Singer’s northern Midwest grotesque is concise, muscular, quirky, something like Fargo meets Olive Oyl and Brutus from Popeye. Tightly wound as it is, it’s a conventional tale, its plot arc a swift, deft trajectory (“She was expecting Mr. Mann”/“there he was”/“After their meal they’d walk”). A linked issue lurks, necessarily, beyond the story’s immediate girl-wants-boy tension, a deeper conflict buried in “the baby’s grave.” Mrs. Stick’s grief and romantic yearning combine as she waits; hence “desire” seems to “part her like a comb” (the partition occurring at the story’s midpoint exactly), and what she’s “expecting” arrives. Mr. Mann’s vigorous, day-lit baby-sized squash are an answer of sorts to “rutabagas,” the tubers she’s stewing at the story’s beginning. Experienced farmer that he is, he may help reproduce if not regain what she lost.

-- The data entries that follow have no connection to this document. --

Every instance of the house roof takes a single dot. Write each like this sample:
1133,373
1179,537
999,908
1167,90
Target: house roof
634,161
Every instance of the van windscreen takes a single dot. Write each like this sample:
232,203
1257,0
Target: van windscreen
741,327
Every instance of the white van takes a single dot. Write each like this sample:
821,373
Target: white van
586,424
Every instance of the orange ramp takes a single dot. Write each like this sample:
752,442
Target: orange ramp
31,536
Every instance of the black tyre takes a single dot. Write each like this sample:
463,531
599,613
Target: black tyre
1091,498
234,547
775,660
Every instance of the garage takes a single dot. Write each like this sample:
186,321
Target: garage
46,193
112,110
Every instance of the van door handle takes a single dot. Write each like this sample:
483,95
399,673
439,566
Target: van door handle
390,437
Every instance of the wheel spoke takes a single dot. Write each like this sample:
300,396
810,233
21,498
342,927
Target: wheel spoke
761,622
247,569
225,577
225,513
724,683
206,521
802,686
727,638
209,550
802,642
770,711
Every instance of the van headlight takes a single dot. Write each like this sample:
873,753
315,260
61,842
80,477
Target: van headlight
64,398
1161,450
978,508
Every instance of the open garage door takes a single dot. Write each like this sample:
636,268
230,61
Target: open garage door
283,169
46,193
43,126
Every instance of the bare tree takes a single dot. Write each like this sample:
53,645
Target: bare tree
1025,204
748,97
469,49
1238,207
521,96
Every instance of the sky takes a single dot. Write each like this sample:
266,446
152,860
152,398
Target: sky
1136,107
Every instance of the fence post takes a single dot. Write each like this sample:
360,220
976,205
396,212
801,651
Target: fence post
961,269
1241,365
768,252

Planted in the tradition of miniscule dead baby fiction—Hemingway’s famous six-word “baby shoes” story, Carver’s “Popular Mechanics,” Beattie’s “Snow,” Foster Wallace’s “Incarnations of Burned Children,” Bret Lott’s “Night,” Katharine Weber’s “Sleeping” and others—Singer’s story nevertheless taps a tradition older and deeper. (The more compact the story, the larger its subject must be, as Richard Bausch has observed.) Oily, honey-smearing Mr. Mann is not only Romeo but a mythic sun god returning to enliven what’s barren, to restore fallow, dry, mother earth. “Honeycomb” is a fertility tale, one of the oldest stories we know. Fecundity and productivity will be restored, the “mulch pile” will take, we think—but the conditional quality of the final sentences (“he’d ask”/ “they’d walk”) cast a faint though palpable shadow. The story’s real time ends with swarming dust, squash pounding Mr. Mann’s truck, not with an idyllic honey-tableau. The stroll in the field is conditional; depending on how we read Singer’s omniscience, it may be projection. No matter how promising the promise of change, unqualified assurances are just that, the story implies. Mrs. Stick may soon be a queen bee, aided by her worker and drone, but as yet he hasn’t arrived. True outcome’s omitted; hand-in-hand walks into sunsets are always about to begin.